Per gli studenti dell'Unibs un aiuto arriva anche da uno sconto sulle rette e sull'accesso ai mezzi pubblici.

(red.) Previsioni decisamente (per fortuna) sbagliate sul fronte dei nuovi iscritti alle università. L’emergenza sanitaria, poi diventata economica, dovuta al coronavirus aveva portato a pronosticare un crollo delle nuove immatricolazioni. Invece, come dimostrano i casi di Brescia – tra Statale e Cattolica – si sta addirittura registrando un aumento rispetto agli anni precedenti. Per esempio, anche se i dati non sono ancora definitivi (le iscrizioni sono aperte fino al 15 ottobre), l’Università degli Studi registra un aumento del 30% di nuove matricole come ha sottolineato il rettore Maurizio Tira.

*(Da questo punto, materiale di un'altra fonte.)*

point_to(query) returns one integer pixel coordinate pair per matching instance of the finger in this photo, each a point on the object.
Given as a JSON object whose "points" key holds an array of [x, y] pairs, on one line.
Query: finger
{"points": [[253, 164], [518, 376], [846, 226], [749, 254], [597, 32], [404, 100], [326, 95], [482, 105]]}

E lo stesso scenario si sta presentando all’altro ateneo, alla Cattolica, la cui sede bresciana è diretta da Giovanni Panzeri. Dati positivi probabilmente legati al fatto che molti giovani che vogliono proseguire gli studi dopo le superiori intendono farlo nella propria città. Tanto che alla Statale, dopo gli oltre 3.300 immatricolati nell’anno accademico 2019-20, si va verso i 1.000 in più quest’anno. E una nota di merito arriva anche sul fronte fiscale, visto che chi ha un indice Isee fino a 20 mila euro non paga le tasse e ci sono riduzioni sulle rette per livelli Isee dai 20 mila ai 30 mila euro.

In ogni caso lunedì 14 settembre ripartono le lezioni che si svolgeranno in modo misto tra aula e online con l’uso di un’app per prenotare il posto in presenza. E sempre sul fronte della Statale, un aiuto arriva anche dalla convenzione tra Sia Arriva e l’università sul fronte del trasporto pubblico. Tanto che gli studenti abituati a muoversi con i mezzi (la maggior parte degli iscritti arriva dalla provincia e la metà prende autobus e metropolitana) possono risparmiare 100 euro sull’abbonamento annuale.

Tradotto in numeri, gli studenti potranno vedersi ridotto l’abbonamento di un quarto e sfruttare anche i voucher del rimborso per non aver potuto usare il tagliando tra marzo e aprile. Anche all’Università Cattolica le lezioni partiranno in modalità mista attraverso un’applicazione. Nel frattempo ieri, martedì 8 settembre, alla Fiera di Brescia e a quella di Montichiari si sono presentati quasi 1.800 candidati da tutta Italia per sostenere il test di ammissione ai corsi di laurea in professioni sanitarie. Ma di questi solo poco meno di 700 potranno ambire a un posto.